[英]Pyspark : concat columns where the name is given in another one
I have 2 dataframes我有 2 个数据框
df1=
+--------------+
|questions |
+--------------+
|[Q1, Q2] |
|[Q4, Q6, Q7] |
|... |
+---+----------+
df2 =
+--------------------+---+---+---+---+
| Q1| Q2| Q3| Q4| Q6| Q7 | ... |Q25|
+--------------------+---+---+---+---+
| 1| 0| 1| 0| 0| 1 | ... | 1|
+--------------------+---+---+---+---+
I'd like to add in the first dataframe a new colum with the value of all columns defined into df1.questions
.我想在第一个 dataframe 中添加一个新列,其中所有列的值都定义为df1.questions
。
Expected result预期结果
df1 =
+--------------++--------------+
|questions |values
+--------------+---------------+
|[Q1, Q2] |[1, 0] |
|[Q4, Q6, Q7] |[0, 0, 1] |
|... | |
+---+----------++--------------+
When I do当我做
cols_to_link = ['Q1', 'Q2']
df2= df2.select([col for col in cols_to_link])\
df2 = df2.withColumn('value', F.concat_ws(", ", *df2.columns))
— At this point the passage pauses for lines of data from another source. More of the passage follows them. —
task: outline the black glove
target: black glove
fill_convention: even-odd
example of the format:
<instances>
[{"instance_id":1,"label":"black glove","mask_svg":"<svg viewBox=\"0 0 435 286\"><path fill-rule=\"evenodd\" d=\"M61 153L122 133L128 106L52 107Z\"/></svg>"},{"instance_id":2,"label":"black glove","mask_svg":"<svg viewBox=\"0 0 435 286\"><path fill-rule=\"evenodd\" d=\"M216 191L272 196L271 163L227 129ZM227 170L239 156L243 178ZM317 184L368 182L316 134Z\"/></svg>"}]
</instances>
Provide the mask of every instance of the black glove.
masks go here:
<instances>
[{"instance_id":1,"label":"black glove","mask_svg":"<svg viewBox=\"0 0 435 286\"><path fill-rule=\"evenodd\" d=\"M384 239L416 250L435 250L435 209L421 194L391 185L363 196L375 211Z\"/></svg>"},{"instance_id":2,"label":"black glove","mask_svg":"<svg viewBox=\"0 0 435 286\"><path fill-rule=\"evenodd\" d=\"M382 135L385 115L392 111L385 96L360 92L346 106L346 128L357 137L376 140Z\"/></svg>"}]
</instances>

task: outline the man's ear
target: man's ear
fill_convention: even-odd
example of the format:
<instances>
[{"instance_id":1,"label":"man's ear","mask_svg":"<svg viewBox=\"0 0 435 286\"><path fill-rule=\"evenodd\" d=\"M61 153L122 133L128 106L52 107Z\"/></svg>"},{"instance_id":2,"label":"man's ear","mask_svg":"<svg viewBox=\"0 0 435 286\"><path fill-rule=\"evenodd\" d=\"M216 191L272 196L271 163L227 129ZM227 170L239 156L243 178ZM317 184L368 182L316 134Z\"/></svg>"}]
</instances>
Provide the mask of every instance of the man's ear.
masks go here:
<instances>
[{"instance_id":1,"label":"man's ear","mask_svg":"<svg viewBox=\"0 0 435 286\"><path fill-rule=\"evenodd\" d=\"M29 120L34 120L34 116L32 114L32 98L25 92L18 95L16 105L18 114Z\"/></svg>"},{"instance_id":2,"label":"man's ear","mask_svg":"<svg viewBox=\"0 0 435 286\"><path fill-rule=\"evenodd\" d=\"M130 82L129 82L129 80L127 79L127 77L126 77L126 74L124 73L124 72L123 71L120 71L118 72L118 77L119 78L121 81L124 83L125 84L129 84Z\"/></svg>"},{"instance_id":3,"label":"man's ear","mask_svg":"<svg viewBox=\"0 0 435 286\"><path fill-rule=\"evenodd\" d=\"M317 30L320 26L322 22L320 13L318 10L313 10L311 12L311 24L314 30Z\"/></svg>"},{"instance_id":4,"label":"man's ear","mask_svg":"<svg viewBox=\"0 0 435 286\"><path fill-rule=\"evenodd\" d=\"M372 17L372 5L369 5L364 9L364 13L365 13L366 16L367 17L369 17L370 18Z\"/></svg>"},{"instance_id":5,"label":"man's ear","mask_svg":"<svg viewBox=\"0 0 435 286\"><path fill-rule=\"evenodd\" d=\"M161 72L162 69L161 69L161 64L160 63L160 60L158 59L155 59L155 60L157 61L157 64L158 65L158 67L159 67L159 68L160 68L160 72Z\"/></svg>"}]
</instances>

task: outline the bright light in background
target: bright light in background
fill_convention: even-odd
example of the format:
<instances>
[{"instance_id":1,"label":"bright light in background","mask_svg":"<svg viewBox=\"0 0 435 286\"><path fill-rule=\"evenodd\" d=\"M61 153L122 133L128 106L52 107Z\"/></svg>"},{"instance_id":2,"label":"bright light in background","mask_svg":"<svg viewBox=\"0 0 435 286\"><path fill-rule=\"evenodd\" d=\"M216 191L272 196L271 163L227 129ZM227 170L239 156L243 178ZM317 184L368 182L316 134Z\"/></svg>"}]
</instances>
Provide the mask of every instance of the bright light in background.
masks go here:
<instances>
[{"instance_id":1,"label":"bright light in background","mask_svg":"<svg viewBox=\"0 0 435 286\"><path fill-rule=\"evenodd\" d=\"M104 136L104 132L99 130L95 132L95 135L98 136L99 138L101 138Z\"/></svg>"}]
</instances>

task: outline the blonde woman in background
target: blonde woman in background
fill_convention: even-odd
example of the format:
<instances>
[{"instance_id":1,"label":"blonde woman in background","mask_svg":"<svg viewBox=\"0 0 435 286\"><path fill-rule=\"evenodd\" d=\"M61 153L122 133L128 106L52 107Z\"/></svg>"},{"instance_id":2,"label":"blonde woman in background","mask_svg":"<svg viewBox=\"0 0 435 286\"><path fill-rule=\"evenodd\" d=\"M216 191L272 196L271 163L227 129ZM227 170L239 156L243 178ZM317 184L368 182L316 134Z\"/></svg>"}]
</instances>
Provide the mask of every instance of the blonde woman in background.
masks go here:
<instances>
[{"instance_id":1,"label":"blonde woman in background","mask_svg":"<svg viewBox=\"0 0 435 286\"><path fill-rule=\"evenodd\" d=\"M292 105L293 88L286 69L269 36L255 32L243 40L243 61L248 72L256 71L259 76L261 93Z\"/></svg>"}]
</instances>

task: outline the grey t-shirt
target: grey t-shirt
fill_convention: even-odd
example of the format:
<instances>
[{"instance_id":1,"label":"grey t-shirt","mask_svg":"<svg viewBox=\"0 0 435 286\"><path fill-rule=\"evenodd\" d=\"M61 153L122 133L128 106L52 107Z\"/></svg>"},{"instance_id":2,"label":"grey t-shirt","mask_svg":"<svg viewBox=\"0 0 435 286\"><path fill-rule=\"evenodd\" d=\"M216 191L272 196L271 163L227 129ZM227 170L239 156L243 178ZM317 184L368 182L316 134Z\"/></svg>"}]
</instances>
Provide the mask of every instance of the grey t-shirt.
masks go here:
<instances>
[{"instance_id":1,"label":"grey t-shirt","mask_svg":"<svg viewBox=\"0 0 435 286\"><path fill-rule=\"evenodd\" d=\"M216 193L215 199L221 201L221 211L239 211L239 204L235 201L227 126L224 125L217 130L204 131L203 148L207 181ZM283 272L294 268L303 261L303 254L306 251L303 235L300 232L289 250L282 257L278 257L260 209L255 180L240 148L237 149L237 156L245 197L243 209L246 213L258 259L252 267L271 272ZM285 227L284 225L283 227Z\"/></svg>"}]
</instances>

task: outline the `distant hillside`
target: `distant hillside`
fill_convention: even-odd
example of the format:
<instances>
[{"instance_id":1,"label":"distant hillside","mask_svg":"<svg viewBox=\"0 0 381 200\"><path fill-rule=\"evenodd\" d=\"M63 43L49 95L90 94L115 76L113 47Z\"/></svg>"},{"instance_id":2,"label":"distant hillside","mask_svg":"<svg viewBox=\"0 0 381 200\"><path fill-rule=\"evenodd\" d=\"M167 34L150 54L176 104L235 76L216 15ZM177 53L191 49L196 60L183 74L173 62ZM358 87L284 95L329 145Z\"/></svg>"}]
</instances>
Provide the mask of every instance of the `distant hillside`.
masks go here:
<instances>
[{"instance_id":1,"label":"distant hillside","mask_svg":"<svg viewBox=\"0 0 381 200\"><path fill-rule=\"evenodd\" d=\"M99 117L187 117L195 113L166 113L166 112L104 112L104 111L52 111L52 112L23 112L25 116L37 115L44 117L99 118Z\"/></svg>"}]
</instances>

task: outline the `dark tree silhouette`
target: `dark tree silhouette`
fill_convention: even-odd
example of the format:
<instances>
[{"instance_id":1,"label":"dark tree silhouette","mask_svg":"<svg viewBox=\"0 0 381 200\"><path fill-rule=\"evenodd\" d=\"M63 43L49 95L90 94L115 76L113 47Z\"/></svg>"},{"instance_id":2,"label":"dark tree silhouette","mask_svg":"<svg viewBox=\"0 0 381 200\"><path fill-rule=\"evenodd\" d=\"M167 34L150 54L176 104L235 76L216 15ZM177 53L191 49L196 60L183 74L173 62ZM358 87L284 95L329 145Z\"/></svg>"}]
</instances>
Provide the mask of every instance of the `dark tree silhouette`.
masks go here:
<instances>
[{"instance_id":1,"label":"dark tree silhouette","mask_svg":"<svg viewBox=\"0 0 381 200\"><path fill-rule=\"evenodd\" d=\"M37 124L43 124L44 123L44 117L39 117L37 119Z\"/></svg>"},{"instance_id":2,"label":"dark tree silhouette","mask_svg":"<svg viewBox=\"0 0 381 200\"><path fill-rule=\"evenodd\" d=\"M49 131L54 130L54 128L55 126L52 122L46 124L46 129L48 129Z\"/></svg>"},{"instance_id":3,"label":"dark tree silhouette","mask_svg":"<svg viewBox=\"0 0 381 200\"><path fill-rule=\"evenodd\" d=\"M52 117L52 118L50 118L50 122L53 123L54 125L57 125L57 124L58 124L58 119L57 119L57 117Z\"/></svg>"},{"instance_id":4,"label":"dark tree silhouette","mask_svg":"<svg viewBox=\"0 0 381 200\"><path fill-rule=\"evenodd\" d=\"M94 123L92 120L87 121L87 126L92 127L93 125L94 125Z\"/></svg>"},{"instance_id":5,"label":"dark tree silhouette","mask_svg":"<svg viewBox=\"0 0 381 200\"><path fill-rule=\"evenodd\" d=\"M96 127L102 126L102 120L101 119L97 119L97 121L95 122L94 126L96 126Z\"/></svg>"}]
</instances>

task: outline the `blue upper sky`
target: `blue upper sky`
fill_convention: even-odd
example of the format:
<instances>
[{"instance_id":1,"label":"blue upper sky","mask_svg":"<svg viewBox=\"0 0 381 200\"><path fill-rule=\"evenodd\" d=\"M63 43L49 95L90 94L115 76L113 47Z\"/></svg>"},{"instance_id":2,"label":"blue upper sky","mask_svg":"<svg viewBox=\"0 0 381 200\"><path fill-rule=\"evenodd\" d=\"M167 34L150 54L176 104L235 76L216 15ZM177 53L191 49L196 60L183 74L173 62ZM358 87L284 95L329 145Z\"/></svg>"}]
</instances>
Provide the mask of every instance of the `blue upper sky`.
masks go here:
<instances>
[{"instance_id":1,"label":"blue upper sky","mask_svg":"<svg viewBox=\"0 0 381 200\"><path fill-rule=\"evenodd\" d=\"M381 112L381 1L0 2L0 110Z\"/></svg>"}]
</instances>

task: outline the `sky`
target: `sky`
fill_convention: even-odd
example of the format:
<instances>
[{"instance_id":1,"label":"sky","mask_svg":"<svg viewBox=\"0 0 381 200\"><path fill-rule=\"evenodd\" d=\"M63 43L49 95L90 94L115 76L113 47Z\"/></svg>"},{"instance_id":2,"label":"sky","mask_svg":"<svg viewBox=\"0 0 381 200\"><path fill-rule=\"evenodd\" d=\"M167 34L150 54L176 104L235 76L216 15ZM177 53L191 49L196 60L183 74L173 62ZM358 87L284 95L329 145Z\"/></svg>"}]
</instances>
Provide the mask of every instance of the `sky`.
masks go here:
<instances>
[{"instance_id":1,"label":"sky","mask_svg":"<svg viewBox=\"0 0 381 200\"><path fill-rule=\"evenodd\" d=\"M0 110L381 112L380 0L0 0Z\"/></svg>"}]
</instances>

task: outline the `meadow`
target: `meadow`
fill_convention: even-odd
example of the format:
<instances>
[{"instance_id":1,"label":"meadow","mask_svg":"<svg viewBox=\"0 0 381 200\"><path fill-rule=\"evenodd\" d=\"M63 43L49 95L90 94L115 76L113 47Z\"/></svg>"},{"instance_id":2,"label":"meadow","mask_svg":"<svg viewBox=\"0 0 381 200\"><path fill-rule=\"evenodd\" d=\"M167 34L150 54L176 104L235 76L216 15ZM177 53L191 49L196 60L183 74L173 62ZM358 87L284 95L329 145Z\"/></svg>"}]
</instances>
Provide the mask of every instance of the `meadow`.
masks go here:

the additionnal column is what I want, but I can't do it by mixing dataframes附加列是我想要的,但我不能通过混合数据框来做到这一点
It also works when I'm with df2当我使用 df2 时它也有效
df2 = df2.select([col for col in df1.select('questions').collect()[0][0]])\
df2 = df2.withColumn('value', F.concat_ws(", ", *df2.columns))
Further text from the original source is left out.